Llywydd, the Member's party went to the people of Wales in the last Senedd election promising the largest road-building programme ever in the history of Wales, and that proposition was roundly rejected by the people of Wales. Of course, the Member can continue to put in front of people the thing that people have rejected many times already. There is a fundamental difference of view between the sort of future that she sees, in which Wales will be concreted over and the climate emergency ignored in the process, and the proposals of the Welsh Government, which, by the way, Llywydd, are never that no new roads would be built—it is just that the roads we will build will be roads where there is a safety case for doing so, and where roads contribute positively to the reduction of emissions and make the contribution that Wales has to make to tackling the greatest emergency that our children and grandchildren will see.

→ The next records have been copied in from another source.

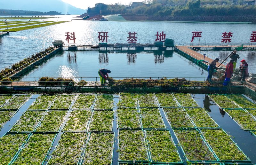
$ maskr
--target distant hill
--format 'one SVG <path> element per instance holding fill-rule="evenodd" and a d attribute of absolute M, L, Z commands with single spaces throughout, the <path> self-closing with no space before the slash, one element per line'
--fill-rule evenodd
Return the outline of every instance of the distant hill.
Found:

As part of that, I reject entirely her idea that we don't have a functioning rail service here in Wales. It is a great shame that her party in Wales has not succeeded in persuading their Members at Westminster that the £5 billion we miss out on because of the misclassification of the high speed 2 line should come to Wales; that would help us to provide a better rail service in Wales, wouldn't it? In the meantime, just this week—just yesterday—in the Member's own region, new Stadler trains began work on the Rhymney line. There will be eight such trains in May. It is a small demonstration of the major investment that is being made in Wales in the rail service, despite the deliberate denial of the investment that people in Wales ought to have and that is being provided to people elsewhere in the United Kingdom.